Fue el colmo del absurdo.
Ferda respondió con calma.
«Se están mejorando las carreteras para revitalizar la logística y el comercio, y para garantizar que podamos recibir apoyo rápido del Imperio en caso de emergencia. Además, dado que tenemos un contrato con la Compañía Comercial Pascal, es necesario construir carreteras para su beneficio. En una tierra donde los únicos enemigos son monstruos y bestias, ¿qué clase de queja pretenden inventar por unas cuantas carreteras pavimentadas?»
«Hasta ahora, el Este se ha defendido sistemáticamente incluso sin carreteras. Lo que están haciendo ahora es un armamento excesivo: un acto amenazante dirigido al corazón del Imperio.»
«¿Defendida, dices…?»
En ese instante, la calma de Ferda se vio interrumpida por una oleada de emoción intensa.
«¿Alguno de ustedes ha visto alguna vez, aunque sea una sola vez, lo que realmente está sucediendo en el Lejano Oriente?»
«No lo hemos hecho.»
«¿Alguna vez has puesto un pie en el Lejano Oriente?»
«No.»
«Entonces no sabrías lo que está pasando allí.»
Ferda tampoco lo sabía antes de venir aquí. Había participado varias veces en las reuniones de los Aliados del Frente del Lejano Oriente, pero solo después de llegar se dio cuenta de lo grave que era realmente la situación.

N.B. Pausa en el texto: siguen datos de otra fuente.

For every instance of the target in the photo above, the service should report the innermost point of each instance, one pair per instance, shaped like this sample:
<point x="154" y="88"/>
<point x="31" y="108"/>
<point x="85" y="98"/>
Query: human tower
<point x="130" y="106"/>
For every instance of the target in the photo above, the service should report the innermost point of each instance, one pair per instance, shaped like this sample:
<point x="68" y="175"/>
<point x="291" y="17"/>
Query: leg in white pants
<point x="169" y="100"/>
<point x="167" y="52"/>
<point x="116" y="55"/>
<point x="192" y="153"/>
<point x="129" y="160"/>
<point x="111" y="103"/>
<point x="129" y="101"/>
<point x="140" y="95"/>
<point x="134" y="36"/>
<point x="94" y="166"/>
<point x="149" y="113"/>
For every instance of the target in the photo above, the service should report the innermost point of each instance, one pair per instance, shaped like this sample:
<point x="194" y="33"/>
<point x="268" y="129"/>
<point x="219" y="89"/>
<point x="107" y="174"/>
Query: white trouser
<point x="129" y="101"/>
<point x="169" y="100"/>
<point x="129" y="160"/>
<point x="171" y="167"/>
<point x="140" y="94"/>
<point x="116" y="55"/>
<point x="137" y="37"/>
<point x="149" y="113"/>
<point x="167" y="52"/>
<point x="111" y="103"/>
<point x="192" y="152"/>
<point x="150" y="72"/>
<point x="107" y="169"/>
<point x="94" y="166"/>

«Para empezar, la frontera del Lejano Oriente estaba en un estado de colapso total: carecía de presupuesto, tropas e incluso moral. Apenas hemos asegurado alrededor del treinta por ciento de los requisitos básicos. ¿Y a eso le llaman armamento excesivo?»
Karl se quedó momentáneamente sin palabras.

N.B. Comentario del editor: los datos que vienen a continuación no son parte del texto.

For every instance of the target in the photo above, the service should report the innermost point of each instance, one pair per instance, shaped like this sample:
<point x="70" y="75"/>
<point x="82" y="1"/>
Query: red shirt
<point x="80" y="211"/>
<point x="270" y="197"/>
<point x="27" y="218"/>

«Deja de ser tan terco. Para ser sincero, la única razón por la que el Archiducado de Valdrova ha podido contener a los monstruos es gracias a mi prometida, la Archiduquesa de Valdrova. Sin ella, este lugar no sería más que un cementerio. Los soldados del Lejano Oriente necesitan mejores armas.»
«¿Terco? ¡Cómo te atreves!»
Karl alzó la voz, aferrándose a las palabras de Ferda.
«¡Estoy aquí en calidad de investigador! ¿Acaso no se dan cuenta de que deberían tratarme como si estuvieran ante el mismísimo Emperador?»
Karl gritó, intentando intimidarlo. Intentó doblegar el espíritu de Ferda, pero…
«Ahora mismo.»
La voz suave de Ferda hizo callar a Karl al instante.
Simplemente miró a Karl, con las piernas cruzadas, sosteniendo su taza de té. Sin embargo, había algo escalofriante en sus ojos azules.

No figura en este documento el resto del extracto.